瀧野氏 当社も社名に「印刷」が入っていますが、みなさんが思うような、かつての印刷会社のイメージはもはやありません。工場を含めデジタル化が進んでいますし、デジタルマーケティングの分野などでも仕事が増えています。そういう意味では、みなさんが思う以上にデジタルかもしれません。

 2020年4月1日には、「DXデザイン事業部」という新しい事業部が設立されました。当社には情報コミュニケーション、生活・産業、エレクトロニクス、そしてエリアの事業部門がありますが、それとは別に独立した部門として立ち上がり、なおかつ全社横断的に機能を発揮していきます。たとえば、製造現場のDXを推進しようというときに、DXデザイン事業部がこれをリードしていきます。

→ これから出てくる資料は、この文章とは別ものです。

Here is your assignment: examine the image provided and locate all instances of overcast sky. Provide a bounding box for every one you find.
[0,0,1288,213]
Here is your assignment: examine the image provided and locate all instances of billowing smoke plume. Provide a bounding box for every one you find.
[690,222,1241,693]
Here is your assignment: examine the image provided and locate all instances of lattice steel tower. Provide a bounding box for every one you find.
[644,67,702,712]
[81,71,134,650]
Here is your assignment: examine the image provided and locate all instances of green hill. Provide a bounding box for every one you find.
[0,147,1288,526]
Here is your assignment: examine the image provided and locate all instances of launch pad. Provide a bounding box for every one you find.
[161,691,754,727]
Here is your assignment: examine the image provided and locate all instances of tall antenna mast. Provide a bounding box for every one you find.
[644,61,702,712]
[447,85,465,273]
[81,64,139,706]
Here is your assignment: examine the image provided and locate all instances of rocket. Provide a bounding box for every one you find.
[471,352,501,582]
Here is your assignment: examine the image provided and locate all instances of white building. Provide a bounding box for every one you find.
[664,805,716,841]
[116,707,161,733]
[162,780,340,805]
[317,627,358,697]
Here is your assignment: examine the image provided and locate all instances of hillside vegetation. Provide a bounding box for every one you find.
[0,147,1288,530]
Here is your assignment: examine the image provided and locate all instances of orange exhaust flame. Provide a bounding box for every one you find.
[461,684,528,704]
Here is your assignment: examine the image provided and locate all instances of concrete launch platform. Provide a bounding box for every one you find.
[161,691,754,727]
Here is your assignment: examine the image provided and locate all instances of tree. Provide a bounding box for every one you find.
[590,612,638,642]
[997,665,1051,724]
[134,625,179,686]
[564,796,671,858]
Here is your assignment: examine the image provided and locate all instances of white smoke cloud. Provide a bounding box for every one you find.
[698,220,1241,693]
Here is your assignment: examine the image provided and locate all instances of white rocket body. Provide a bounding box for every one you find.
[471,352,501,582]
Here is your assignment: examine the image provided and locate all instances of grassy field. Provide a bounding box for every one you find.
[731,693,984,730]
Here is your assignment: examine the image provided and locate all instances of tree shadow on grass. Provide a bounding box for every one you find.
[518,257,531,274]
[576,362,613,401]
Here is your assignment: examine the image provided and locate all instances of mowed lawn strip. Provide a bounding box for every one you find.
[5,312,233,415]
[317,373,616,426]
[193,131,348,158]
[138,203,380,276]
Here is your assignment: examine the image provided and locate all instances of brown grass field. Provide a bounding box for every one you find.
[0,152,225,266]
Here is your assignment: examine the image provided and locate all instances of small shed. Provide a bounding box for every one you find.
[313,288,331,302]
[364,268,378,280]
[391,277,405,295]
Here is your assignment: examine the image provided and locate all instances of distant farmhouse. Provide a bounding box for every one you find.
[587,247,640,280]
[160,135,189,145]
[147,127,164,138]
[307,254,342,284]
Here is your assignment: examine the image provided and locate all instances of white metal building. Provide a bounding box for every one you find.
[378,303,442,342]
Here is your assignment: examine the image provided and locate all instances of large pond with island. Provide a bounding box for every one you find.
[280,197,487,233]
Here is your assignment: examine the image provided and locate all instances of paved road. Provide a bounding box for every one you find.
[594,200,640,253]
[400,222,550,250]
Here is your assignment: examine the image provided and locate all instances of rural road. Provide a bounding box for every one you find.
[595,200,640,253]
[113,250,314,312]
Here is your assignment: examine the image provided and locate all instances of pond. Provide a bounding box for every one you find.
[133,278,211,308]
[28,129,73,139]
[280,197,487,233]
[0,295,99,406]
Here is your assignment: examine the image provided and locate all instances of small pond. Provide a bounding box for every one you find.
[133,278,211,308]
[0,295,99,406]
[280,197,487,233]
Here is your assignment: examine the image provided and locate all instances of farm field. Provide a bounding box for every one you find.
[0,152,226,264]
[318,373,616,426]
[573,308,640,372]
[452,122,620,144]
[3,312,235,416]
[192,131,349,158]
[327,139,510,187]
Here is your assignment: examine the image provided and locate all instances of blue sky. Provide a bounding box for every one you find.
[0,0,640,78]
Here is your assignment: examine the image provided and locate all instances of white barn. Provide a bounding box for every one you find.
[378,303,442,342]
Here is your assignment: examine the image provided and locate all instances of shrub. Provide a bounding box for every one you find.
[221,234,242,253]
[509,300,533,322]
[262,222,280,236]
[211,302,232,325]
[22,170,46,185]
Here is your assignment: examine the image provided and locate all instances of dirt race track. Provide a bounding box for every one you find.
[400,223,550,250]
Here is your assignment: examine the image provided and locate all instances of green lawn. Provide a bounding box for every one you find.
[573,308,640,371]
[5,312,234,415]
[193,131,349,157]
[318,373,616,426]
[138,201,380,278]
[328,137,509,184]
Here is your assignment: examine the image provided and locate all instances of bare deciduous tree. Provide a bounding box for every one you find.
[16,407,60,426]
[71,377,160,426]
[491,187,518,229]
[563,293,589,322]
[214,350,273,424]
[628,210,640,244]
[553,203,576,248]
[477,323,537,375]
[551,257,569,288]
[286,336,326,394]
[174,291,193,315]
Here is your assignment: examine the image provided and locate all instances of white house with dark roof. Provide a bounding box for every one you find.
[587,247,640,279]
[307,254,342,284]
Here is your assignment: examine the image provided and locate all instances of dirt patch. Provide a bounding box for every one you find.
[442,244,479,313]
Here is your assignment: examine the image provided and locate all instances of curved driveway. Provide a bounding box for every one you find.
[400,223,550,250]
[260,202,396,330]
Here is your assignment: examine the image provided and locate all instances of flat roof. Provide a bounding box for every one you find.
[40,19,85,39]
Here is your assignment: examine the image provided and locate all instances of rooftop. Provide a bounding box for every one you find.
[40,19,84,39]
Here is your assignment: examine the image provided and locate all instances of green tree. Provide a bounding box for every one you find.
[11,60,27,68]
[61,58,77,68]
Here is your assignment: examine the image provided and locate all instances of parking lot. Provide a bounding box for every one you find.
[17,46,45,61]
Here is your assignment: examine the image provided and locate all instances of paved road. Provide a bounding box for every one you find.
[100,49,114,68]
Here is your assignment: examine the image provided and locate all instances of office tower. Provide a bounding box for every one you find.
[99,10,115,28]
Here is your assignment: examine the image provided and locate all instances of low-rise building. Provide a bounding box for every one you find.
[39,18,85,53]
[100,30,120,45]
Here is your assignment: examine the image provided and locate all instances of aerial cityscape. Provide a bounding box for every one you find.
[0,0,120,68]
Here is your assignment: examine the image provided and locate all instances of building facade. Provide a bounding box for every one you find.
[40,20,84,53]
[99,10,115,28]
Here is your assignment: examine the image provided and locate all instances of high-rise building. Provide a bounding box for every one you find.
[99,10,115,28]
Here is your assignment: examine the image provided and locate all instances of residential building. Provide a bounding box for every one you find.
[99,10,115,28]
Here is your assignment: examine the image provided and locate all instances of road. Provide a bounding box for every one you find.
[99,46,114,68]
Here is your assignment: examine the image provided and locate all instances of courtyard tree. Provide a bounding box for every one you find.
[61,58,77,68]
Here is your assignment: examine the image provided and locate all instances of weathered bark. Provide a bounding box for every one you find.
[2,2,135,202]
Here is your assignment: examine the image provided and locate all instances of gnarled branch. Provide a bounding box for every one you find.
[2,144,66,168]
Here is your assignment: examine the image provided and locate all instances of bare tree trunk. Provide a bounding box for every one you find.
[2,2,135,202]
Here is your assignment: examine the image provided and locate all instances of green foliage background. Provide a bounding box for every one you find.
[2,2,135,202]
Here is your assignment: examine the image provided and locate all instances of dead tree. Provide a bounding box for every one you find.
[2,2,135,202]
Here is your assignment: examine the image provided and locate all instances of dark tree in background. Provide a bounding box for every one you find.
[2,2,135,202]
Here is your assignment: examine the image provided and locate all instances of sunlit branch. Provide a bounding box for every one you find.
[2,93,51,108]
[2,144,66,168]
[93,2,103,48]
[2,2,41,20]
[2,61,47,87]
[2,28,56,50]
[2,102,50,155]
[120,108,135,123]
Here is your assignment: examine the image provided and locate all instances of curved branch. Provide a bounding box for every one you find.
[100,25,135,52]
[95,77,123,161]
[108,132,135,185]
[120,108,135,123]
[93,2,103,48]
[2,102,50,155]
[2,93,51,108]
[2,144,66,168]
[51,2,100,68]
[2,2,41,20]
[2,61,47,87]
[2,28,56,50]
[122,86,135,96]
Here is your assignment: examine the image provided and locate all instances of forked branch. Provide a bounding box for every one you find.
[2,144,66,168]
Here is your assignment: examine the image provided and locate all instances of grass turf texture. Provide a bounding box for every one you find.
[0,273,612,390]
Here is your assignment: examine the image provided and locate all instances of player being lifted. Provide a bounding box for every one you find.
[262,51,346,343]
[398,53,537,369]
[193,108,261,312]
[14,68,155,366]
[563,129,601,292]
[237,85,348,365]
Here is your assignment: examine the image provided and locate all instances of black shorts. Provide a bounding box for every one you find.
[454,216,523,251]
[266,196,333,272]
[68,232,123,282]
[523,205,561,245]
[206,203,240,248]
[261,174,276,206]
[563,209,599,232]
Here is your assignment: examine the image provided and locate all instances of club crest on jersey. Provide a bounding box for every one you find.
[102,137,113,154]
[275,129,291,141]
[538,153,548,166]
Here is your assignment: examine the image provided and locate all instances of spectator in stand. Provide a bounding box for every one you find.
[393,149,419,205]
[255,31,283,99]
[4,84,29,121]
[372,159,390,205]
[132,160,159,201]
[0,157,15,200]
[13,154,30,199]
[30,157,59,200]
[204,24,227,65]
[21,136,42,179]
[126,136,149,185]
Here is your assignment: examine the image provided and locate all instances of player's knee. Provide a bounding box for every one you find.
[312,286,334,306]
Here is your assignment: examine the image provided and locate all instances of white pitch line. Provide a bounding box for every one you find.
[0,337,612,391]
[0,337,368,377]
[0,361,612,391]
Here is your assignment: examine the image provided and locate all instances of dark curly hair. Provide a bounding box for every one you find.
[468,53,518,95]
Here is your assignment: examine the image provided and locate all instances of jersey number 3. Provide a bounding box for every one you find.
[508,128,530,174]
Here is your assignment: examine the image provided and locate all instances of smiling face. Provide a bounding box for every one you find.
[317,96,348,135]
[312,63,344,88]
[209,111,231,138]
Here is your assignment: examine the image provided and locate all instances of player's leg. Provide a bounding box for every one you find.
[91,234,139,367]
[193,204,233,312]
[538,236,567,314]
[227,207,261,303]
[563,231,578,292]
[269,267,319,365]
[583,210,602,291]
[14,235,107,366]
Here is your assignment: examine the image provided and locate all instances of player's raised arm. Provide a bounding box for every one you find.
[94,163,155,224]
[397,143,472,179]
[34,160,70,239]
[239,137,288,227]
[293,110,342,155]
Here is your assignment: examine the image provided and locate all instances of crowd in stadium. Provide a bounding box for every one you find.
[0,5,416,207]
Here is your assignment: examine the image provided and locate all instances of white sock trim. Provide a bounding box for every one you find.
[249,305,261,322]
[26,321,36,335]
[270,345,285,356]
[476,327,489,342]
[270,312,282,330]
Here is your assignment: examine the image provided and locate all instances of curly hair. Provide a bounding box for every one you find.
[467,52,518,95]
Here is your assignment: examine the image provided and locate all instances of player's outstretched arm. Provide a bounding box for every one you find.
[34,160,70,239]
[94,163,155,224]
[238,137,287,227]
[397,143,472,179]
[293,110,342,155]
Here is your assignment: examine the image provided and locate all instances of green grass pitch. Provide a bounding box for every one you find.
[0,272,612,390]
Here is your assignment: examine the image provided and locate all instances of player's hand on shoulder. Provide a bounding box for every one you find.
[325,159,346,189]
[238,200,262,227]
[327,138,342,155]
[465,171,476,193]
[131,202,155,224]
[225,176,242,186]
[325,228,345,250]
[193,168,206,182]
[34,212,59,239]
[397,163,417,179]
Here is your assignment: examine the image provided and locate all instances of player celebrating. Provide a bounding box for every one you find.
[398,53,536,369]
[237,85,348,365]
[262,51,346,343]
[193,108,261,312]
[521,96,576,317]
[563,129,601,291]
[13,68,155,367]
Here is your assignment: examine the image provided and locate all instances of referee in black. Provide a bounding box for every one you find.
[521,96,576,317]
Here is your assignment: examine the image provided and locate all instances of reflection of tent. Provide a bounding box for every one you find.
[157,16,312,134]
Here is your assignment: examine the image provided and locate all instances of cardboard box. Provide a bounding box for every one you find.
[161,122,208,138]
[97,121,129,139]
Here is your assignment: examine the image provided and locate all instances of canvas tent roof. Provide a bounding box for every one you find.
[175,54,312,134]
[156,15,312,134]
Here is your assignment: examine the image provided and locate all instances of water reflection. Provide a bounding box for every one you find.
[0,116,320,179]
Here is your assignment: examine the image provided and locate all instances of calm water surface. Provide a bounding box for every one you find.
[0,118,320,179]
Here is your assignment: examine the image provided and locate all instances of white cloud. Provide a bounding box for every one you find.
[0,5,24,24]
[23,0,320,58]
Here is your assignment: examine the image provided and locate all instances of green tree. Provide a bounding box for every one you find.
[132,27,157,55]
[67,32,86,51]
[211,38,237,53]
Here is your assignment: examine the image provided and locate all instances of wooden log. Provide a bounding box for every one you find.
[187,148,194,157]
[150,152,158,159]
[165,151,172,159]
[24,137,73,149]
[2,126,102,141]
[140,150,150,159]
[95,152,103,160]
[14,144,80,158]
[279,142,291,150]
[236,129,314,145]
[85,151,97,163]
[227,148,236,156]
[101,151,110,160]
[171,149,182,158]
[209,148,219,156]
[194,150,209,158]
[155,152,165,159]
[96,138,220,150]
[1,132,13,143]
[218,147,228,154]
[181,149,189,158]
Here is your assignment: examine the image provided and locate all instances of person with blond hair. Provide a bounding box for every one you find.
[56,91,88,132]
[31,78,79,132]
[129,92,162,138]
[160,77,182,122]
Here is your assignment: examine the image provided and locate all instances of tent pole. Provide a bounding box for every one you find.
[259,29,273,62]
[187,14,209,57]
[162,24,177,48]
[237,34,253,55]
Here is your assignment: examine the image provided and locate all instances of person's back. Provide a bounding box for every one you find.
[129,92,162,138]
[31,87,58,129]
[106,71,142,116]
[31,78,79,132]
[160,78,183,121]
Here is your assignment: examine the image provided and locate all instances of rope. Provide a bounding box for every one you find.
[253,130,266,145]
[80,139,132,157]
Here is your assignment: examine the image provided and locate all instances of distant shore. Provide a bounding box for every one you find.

――デジタル化が進展し、変化を迎えている印刷業界において、どのような働き方が求められているとお考えですか。

瀧野氏 既成概念にとらわれることなく、デジタルの力を活かしながら、いかに効率的にやれるか、あるいはお客様の課題を解決できるかを考えていくことが重要です。私たちの事業本部には200を超えるソリューション商材がありますが、デジタルのソリューションもかなり増えており、これからの働き方に合わせた総務関連のツールもあります。

たとえば、社内のレイアウトを変更する際に、従来は事業部門のトップの声の大きさが大きな影響力を持っていたと思いますが、このツールを活用すれば、社員同士の交流をデータとして収集・分析することもできるので、エビデンスベースのレイアウト変更が可能になるわけです。
 印刷業界とはいえデジタル化の流れはもはや待ったなし。抵抗すれば淘汰されるだけです。それをどこよりも早く受け入れて、自分たちでどう活用するかを積極的に考えて実行していかないといけません。デジタル化も、働き方改革も、躊躇するより、どうやったらできるかを考えたほうがいいと思っています。